And yet Florentino Ariza actually existed, contrary to what she had decided to believe. He was on the pier where the French ocean liner was docked when she arrived with her husband and child in the landau drawn by the golden horses, and he saw them emerge as he had so often seen them at public
ceremonies: perfect. They were leaving with their son, raised in such a way that one could already see what he would be like as an adult: and so he was. Juvenal Urbino greeted Florentino Ariza with a joyous wave of his hat: “We’re off to conquer Flanders.” Fermina Daza nodded, and Florentino Ariza took off his hat and made a slight bow, and she looked at him without the slightest compassion for the
premature ravages of baldness. There he was, just as she saw him: the shadow of someone she had never met.

These were not the best times for Florentino Ariza either.
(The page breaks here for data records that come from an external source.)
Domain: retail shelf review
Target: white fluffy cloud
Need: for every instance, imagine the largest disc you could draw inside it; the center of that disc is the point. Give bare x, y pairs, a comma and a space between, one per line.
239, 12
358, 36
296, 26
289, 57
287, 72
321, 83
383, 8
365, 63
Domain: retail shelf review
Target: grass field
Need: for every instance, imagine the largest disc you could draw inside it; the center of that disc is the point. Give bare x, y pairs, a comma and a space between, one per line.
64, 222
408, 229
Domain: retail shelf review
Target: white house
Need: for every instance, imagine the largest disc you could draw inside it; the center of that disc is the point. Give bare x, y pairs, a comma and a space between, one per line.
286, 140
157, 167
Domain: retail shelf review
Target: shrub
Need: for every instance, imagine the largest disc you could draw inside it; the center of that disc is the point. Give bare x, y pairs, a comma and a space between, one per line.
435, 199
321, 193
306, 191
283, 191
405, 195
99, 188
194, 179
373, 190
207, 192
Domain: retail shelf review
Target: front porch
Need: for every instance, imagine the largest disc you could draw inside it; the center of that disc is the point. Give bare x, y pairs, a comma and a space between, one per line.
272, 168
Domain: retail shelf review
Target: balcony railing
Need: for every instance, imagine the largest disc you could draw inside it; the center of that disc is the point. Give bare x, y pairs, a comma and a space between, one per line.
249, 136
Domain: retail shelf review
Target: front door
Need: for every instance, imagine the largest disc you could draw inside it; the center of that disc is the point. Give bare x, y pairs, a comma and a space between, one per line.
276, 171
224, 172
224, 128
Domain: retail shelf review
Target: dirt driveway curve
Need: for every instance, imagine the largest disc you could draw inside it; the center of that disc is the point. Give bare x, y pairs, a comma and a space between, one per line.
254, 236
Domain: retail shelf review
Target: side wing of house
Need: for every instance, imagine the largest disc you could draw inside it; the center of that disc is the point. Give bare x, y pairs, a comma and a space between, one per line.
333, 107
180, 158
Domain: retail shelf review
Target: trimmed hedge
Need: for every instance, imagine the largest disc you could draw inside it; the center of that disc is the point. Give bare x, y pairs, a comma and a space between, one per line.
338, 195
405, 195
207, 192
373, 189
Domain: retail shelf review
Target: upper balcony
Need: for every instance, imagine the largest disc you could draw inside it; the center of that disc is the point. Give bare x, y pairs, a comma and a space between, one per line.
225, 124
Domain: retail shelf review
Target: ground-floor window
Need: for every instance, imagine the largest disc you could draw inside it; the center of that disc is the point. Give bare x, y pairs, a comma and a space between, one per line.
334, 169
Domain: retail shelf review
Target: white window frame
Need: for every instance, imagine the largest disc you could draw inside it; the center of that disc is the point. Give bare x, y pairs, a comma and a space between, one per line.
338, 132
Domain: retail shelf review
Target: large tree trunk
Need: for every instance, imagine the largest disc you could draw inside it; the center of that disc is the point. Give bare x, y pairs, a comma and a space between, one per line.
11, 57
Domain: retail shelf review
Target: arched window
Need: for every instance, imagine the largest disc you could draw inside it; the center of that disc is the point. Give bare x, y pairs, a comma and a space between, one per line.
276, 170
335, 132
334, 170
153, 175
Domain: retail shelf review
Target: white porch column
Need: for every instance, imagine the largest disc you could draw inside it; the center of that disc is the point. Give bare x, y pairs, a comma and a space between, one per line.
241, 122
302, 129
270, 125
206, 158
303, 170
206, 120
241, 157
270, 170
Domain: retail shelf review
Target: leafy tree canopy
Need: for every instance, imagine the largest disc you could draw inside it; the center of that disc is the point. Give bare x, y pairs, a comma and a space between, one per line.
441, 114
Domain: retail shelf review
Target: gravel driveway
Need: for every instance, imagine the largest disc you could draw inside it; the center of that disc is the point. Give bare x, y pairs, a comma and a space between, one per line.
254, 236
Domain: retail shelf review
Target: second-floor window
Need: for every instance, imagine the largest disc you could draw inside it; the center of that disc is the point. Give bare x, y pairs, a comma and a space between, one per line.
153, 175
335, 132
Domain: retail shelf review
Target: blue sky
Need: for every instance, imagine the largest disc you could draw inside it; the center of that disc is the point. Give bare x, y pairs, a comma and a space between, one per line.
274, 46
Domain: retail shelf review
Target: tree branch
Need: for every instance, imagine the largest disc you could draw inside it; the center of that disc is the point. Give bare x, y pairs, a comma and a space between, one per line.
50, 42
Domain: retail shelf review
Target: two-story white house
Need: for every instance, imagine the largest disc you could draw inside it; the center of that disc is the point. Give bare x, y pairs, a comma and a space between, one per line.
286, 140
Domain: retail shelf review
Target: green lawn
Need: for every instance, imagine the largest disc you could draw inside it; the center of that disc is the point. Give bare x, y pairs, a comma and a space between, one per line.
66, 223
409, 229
In addition to his work, which grew more and more intense, and the tedium of his furtive hunting, and-the dead calm of the years, there was also the final crisis of Tránsito Ariza, whose mind had been left almost without memories,
almost a blank, to the point where she would turn to him at times, see him reading in the armchair he always sat in, and ask him in surprise: “And whose son are you?” He would always reply with the truth, but she would interrupt him again without delay:

“And tell me something, my boy,” she would ask. “Who am I?”
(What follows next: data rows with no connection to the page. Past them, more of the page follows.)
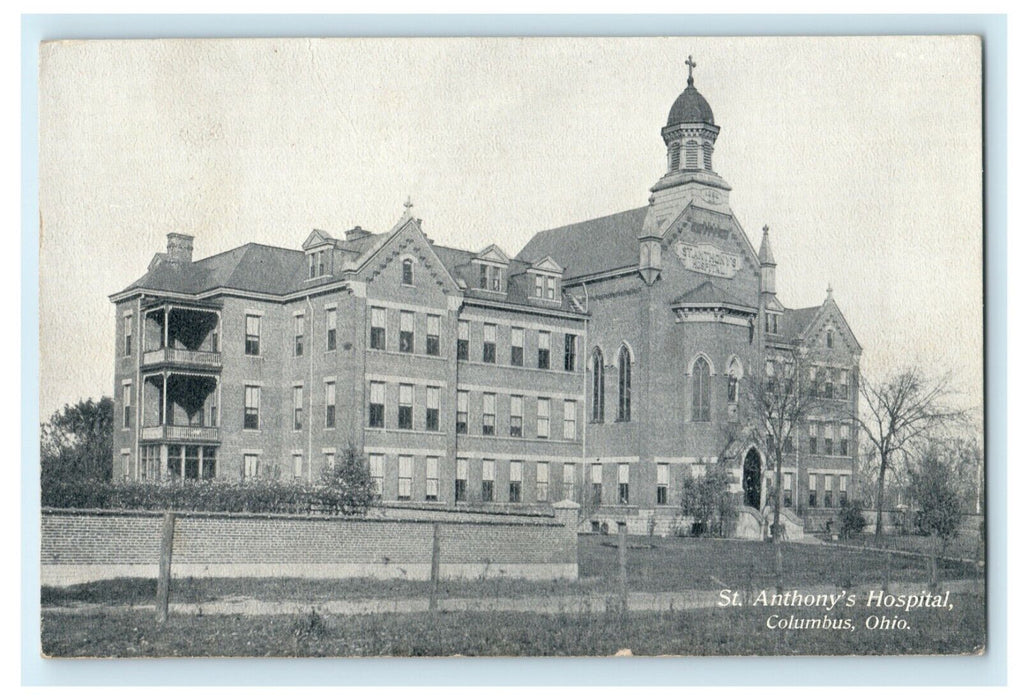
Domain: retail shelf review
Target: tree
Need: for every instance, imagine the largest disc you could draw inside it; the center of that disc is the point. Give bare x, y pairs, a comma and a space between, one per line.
77, 444
898, 413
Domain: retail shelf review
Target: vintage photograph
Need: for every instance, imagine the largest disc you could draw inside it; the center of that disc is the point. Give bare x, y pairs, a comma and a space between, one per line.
512, 347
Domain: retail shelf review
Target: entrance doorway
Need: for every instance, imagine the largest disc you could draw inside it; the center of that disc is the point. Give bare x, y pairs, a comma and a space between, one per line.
751, 479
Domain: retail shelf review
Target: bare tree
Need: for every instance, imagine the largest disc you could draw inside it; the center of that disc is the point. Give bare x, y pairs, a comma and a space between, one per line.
900, 412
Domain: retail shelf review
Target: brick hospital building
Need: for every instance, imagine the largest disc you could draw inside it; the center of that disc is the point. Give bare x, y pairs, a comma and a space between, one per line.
601, 363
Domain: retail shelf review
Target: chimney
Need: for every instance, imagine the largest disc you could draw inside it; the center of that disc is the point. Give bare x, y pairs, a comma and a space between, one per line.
179, 248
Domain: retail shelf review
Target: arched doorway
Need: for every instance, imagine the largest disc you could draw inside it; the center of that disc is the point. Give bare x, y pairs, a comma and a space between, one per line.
751, 479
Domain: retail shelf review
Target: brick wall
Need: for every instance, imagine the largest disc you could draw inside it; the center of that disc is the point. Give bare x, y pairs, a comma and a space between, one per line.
79, 546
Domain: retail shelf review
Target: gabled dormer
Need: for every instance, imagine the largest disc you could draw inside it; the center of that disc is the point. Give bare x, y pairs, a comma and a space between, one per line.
544, 279
489, 270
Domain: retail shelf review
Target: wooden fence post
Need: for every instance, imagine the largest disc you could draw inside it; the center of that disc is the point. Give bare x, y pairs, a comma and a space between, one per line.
165, 555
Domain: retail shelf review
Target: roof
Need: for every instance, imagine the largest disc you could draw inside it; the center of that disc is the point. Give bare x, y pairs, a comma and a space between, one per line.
589, 247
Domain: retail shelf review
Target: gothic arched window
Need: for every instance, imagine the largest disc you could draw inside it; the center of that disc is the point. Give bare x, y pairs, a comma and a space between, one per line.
598, 397
700, 391
624, 385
She had grown so fat that she could not move, and she spent the
day in the notions
shop, where there was no longer anything to sell, primping and dressing in finery from the time she awoke with the first roosters until the following dawn, for she slept very little. She would put garlands of flowers on her head, paint her lips, powder her face and arms, and at last she would ask whoever was with her, “Who am I now?” The neighbors knew that she always expected the same reply: “You
are Little Roachie Martínez.” This identity, stolen from a character in a children’s story, was the only one that satisfied her. She continued to rock and to fan herself with long pink feathers, until she began all over again: the crown of paper flowers, violet on her eyelids, red on her lips, dead white on her face. And again the question to whoever was nearby: “Who am I now?” When she became
the laughingstock of the neighborhood, Florentino Ariza had the counter and the storage drawers of the old notions shop dismantled in one night, and the street door sealed, and the space arranged just as he had heard her describe Roachie Martinez’s bedroom, and she never asked again who she was.

At the suggestion of Uncle Leo XII, he found an older woman to take care of her, but the poor thing
was always more asleep than awake, and at times she gave the impression that she, too, forgot who she was. So that Florentino Ariza would stay home from the time he left the office until he managed to put his mother to sleep. He no longer played dominoes at the Commercial Club, and for a long time he did not visit the few women friends he had continued to see, for something very profound had changed
in his heart after his dreadful meeting with Olimpia Zuleta.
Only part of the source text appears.